🤖 AI Summary
This study addresses the limited reliability of facial comparison explanations generated by multimodal large language models (MLLMs), which often contain unverifiable or hallucinated content when applied to unconstrained images—such as those with extreme poses or surveillance footage. The work presents the first systematic evaluation of explanation faithfulness for MLLMs on the IJB-S dataset, integrating decision scores and outputs from traditional face recognition systems to enhance explanation quality. It further introduces a likelihood ratio–based framework to quantify evidential strength, offering a novel metric for explanation credibility beyond mere decision accuracy.

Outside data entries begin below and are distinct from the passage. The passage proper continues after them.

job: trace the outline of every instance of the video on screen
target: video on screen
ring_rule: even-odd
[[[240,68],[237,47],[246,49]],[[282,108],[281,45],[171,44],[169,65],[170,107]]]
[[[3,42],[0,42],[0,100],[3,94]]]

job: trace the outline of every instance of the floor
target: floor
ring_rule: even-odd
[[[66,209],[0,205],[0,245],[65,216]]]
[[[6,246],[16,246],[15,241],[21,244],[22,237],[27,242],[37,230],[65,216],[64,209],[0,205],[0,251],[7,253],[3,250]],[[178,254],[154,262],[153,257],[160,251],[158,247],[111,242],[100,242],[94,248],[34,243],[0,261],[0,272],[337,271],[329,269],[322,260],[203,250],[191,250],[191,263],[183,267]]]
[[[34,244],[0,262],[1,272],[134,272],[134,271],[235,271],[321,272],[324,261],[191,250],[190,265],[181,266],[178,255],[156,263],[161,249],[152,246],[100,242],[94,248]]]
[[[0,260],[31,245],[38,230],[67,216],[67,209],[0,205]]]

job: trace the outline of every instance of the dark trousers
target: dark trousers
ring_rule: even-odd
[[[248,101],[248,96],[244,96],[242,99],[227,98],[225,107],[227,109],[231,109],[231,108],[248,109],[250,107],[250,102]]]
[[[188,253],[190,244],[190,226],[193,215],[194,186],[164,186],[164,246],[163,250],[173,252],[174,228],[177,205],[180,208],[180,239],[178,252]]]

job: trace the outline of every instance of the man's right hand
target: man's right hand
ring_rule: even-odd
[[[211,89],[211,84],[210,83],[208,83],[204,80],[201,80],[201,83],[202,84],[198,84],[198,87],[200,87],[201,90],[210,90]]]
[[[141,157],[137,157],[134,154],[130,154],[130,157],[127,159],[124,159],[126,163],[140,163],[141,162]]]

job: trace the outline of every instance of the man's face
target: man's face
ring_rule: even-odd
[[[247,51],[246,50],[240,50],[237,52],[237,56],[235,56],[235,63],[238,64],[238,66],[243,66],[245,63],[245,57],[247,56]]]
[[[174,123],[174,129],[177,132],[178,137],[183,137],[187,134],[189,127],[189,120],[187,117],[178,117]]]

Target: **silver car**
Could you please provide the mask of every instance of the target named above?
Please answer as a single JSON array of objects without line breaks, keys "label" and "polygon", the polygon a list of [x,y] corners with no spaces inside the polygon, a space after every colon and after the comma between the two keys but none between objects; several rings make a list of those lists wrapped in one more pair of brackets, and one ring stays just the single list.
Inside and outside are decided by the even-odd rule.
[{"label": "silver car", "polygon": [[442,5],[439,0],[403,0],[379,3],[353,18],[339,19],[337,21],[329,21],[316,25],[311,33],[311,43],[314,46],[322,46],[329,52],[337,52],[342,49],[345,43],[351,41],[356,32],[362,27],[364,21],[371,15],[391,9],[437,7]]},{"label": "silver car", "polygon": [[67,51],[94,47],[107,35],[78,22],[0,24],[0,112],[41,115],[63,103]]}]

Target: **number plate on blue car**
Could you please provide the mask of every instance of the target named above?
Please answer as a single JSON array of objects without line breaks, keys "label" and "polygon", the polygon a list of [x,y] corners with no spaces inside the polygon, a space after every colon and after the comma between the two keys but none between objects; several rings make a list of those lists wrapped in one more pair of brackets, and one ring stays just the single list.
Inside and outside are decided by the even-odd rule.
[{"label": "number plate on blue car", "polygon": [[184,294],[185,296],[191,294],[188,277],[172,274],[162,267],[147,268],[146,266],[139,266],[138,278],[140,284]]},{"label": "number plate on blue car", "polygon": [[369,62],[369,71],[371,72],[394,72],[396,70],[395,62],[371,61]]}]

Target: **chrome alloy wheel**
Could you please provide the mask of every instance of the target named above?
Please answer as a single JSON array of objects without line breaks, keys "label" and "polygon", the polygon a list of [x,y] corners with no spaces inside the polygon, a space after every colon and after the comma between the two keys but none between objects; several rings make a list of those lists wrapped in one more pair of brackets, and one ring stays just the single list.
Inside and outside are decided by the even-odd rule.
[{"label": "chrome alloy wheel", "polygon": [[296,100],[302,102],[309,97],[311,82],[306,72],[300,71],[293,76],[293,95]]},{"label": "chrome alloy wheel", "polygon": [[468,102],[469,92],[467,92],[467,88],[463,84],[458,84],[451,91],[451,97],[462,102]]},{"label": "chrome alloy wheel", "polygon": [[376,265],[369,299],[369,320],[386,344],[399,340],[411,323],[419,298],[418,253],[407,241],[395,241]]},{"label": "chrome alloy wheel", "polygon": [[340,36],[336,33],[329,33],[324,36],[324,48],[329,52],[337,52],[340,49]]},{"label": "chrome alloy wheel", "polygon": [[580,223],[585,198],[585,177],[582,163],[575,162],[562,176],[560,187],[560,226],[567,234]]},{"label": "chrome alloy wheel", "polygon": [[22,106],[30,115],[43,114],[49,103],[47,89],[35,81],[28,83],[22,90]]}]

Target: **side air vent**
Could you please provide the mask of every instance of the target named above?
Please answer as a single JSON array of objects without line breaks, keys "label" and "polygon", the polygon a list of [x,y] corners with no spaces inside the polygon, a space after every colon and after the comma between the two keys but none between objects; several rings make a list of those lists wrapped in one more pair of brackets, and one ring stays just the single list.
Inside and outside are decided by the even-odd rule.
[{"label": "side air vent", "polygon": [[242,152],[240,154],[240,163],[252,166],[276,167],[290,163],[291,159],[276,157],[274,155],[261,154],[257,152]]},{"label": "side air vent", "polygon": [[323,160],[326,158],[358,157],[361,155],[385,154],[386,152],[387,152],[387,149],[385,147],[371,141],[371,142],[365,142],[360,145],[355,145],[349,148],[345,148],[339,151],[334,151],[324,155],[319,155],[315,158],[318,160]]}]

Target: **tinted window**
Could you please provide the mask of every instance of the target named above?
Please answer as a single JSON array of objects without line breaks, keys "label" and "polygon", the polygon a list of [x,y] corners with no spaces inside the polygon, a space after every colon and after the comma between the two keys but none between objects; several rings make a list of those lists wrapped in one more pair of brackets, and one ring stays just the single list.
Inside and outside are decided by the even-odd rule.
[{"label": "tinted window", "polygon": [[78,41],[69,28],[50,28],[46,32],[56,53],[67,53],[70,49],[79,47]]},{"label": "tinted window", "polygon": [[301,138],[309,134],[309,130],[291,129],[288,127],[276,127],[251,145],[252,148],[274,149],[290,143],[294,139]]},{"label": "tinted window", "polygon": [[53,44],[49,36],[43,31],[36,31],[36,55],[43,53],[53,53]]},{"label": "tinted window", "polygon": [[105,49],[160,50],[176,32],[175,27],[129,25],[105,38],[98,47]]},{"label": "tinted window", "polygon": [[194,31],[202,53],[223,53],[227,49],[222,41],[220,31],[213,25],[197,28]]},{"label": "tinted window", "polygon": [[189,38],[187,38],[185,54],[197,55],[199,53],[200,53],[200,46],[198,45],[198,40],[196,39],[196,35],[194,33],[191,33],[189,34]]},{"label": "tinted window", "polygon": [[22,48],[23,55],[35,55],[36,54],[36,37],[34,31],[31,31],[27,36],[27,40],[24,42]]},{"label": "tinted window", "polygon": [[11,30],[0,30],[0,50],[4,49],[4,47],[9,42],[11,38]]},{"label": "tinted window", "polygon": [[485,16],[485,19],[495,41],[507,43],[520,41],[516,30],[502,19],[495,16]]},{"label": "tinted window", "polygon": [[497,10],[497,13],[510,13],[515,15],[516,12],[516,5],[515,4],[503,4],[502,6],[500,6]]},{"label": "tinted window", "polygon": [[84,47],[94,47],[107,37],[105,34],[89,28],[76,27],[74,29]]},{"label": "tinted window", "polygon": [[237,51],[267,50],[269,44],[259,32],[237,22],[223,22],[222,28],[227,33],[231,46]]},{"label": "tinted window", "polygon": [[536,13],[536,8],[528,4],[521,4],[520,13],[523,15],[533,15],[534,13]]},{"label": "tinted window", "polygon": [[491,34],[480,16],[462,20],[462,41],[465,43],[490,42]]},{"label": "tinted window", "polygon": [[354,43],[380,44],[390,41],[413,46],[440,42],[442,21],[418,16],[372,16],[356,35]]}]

Findings reveal that even when MLLMs make correct judgments, their explanations frequently rely on attributes unsupported by visual evidence. Although incorporating traditional system information improves classification performance, it does not substantially increase explanation faithfulness, exposing fundamental limitations of current MLLMs in explainable biometrics.
📝 Abstract
Multimodal Large Language Models (MLLMs) have recently been proposed as a means to generate natural-language explanations for face recognition decisions. While such explanations facilitate human interpretability, their reliability on unconstrained face images remains underexplored. In this work, we systematically analyze MLLM-generated explanations for the unconstrained face verification task on the challenging IJB-S dataset, with a particular focus on extreme pose variation and surveillance imagery. Our results show that even when MLLMs produce correct verification decisions, the accompanying explanations frequently rely on non-verifiable or hallucinated facial attributes that are not supported by visual evidence. We further study the effect of incorporating information from traditional face recognition systems, viz., scores and decisions, alongside the input images. Although such information improves categorical verification performance, it does not consistently lead to faithful explanations. To evaluate the explanations beyond decision accuracy, we introduce a likelihood-ratio-based framework that measures the evidential strength of textual explanations. Our findings highlight fundamental limitations of current MLLMs for explainable face recognition and underscore the need for a principled evaluation of reliable and trustworthy explanations in biometric applications. Code is available at https://github.com/redwankarimsony/LR-MLLMFR-Explainability.